The byte to reverse is initially in the accumulator, and the
result should also be in the accumulator.
http://graphics.stanford.edu/~seander/bithacks.html
has interesting techniques for doing this, but they might
not be so useful on a 6502.
Paul Guertin
p...@sff.net
pha
and #$0F
tax
pla
lsr
lsr
lsr
lsr
tay
lda tbl1,x
ora tbl2,y
tbl1 dc '$00, $80, $40, $C0, $20, $A0, $60, $E0'
dc '$10, $90, $50, $D0, $30, $B0, $70, $F0'
tbl2 dc '$00, $08, $04, $0C, $02, $0A, $06, $0E'
dc '$01, $09, $05, $0D, $03, $0B, $07, $0F'
-Lucas
Here's a slow but short version that uses recursion and must be called
as a subroutine. Up to 208 cycles, but only 12 bytes
bitrev anop
beq .2
pha
asl
jsr bitrev
plx
cpx #$80
rol
.2 rts
-Lucas
26 bytes, using a zero-page variable
sta val
asl val
ror
asl val
ror
asl val
ror
asl val
ror
asl val
ror
asl val
ror
asl val
ror
asl val
ror
10 bytes, using X and zero-page
sta val
ldx #8
.1 asl val
ror
dex
bne .1
56 bytes, 42.5 cycles (average), inlined, using no other registers, or
memory. This one uses the fact, that, to swap bits X and Y in a
bytes, we can perform the operation
X = X xor (X xor Y)
Y = Y xor (X xor Y)
The three BIT/BEQ pairs are what computes this value. If someone can
figure out a way to compute the XOR between any two bits in a byte
more efficiently that what I've got, the code can be improved. Try to
come up with something of the semantics "If (bit X xor bit Y) == 0,
then branch".
bit #$81
beq .2
bit #$80
beq .1
bit #$01
beq .2
.1 eor #$81
.2 bit #$42
beq .4
bit #$40
beq .3
bit #$02
beq .4
.3 eor #$42
.4 bit #$24
beq .6
bit #$20
beq .5
bit #$04
beq .6
.5 eor #$24
.6 bit #$18
beq .8
bit #$10
beq .7
bit #$08
beq .8
.7 eor #$18
.8 done
-Lucas
plx? Don't you mean pla? After all, he did say 6502, not 65816.

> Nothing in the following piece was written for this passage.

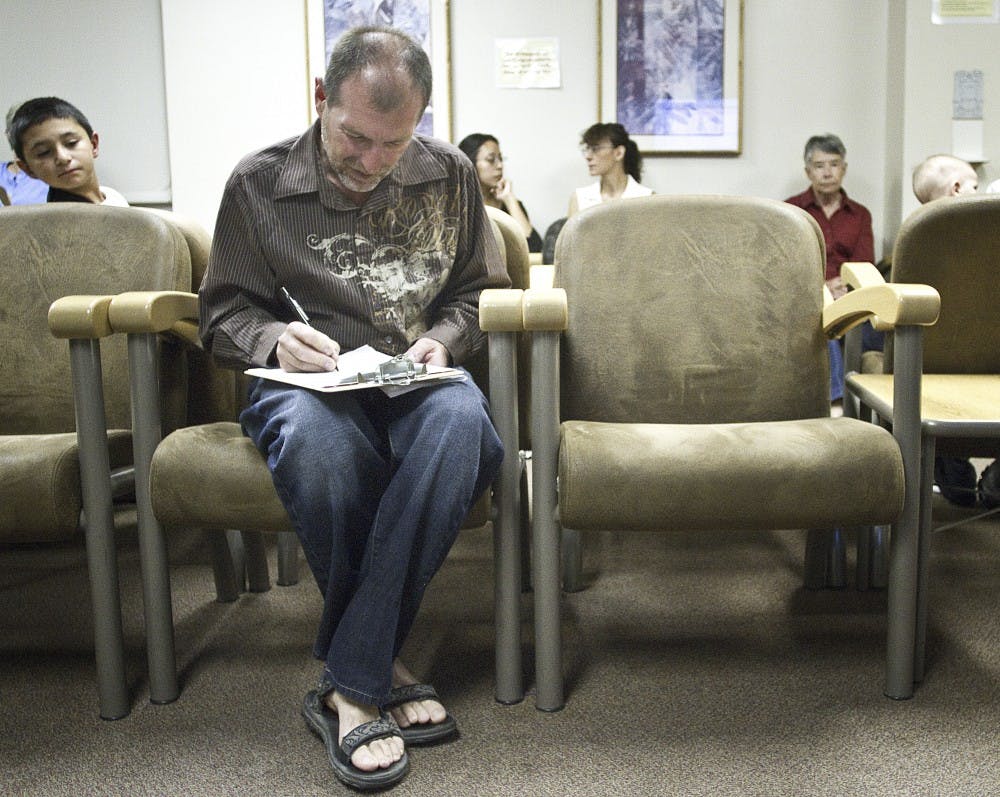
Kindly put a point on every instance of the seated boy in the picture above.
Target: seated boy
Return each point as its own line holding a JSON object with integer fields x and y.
{"x": 55, "y": 143}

And if you use pla, you are going to have to change cpx #$80 to
cmp #$80. And if you just want bit 7 moved into the carry, you
could always save one byte by changing it to asl.

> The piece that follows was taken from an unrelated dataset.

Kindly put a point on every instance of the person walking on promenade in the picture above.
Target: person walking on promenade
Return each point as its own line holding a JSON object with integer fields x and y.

> > 26 bytes, using a zero-page variable
> >
> > 10 bytes, using X and zero-page
>
> 56 bytes, 42.5 cycles (average), inlined, using no other registers,
> or memory
10 bytes, inlined, using only stack memory, 136 cycles maximum.
bit #$0
.1 php
asl
bne .1
.2 rol
plp
bne .2
(Note: bit immediate is a 65C02 instruction; on a 6502, you need
to bit $zp where zp contains zero).
Paul Guertin
p...@sff.net
Ack! I've been caught. Sorry for getting my 6502 vs. 65C02 mixed up.

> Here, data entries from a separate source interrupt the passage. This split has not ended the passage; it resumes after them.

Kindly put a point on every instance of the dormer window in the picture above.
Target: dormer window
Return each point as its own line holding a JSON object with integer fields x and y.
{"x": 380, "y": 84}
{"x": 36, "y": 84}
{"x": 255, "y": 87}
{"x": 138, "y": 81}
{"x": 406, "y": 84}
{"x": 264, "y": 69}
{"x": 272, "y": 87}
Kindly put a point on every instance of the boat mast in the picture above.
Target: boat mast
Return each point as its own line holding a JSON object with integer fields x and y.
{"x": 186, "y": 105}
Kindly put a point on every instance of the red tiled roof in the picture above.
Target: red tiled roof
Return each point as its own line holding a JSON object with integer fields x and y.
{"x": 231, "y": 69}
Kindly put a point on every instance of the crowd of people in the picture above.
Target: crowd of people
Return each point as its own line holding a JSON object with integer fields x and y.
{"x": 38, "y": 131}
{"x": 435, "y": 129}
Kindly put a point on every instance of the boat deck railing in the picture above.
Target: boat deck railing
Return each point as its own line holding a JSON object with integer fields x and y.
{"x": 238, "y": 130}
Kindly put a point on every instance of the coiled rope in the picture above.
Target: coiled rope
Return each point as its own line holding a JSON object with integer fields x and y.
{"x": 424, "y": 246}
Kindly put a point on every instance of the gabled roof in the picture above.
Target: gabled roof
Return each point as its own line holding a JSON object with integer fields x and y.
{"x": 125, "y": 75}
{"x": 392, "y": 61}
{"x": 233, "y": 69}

I guess this (and my previous entry using BIT #Imm are disqualified.
I'll have to be more careful in the future.
Thanks for catching this.
-Lucas
That is brilliant! I had forgotten all about the php/plpl
instructions. They certainly do the trick here. Very elegant, I
especially like the use of BIT to guarantee that P=0. I've not seen
that trick before.
-Lucas
36 bytes, 56 cycles, uses X and one zero page byte.
Replace TAX -> PHA and TXA -> PLA throughout to free X at the
cost of 6 cycles.
tax ;swap contiguous bits
and #$55
asl
sta $00
txa
and #$AA
lsr
ora $00
tax ;swap contiguous pairs
and #$33
asl
asl
sta $00
txa
and #$CC
lsr
lsr
ora $00
asl ;swap contiguous nibbles
rol ;(see previous thread)
rol
rol
sta $00
and #$7
adc $00
Paul Guertin
p...@sff.net
<snip>
|> bit #$0
|> .1 php
|> asl
|> bne .1
|> .2 rol
|> plp
|> bne .2
|>
|> (Note: bit immediate is a 65C02 instruction; on a 6502, you need
|> to bit $zp where zp contains zero).
|
|That is brilliant! I had forgotten all about the php/plpl
|instructions. They certainly do the trick here. Very elegant, I
|especially like the use of BIT to guarantee that P=0. I've not seen
|that trick before.
Yes, that certainly looks very elegant!
(Dare I wonder how it would be done on a Z80?)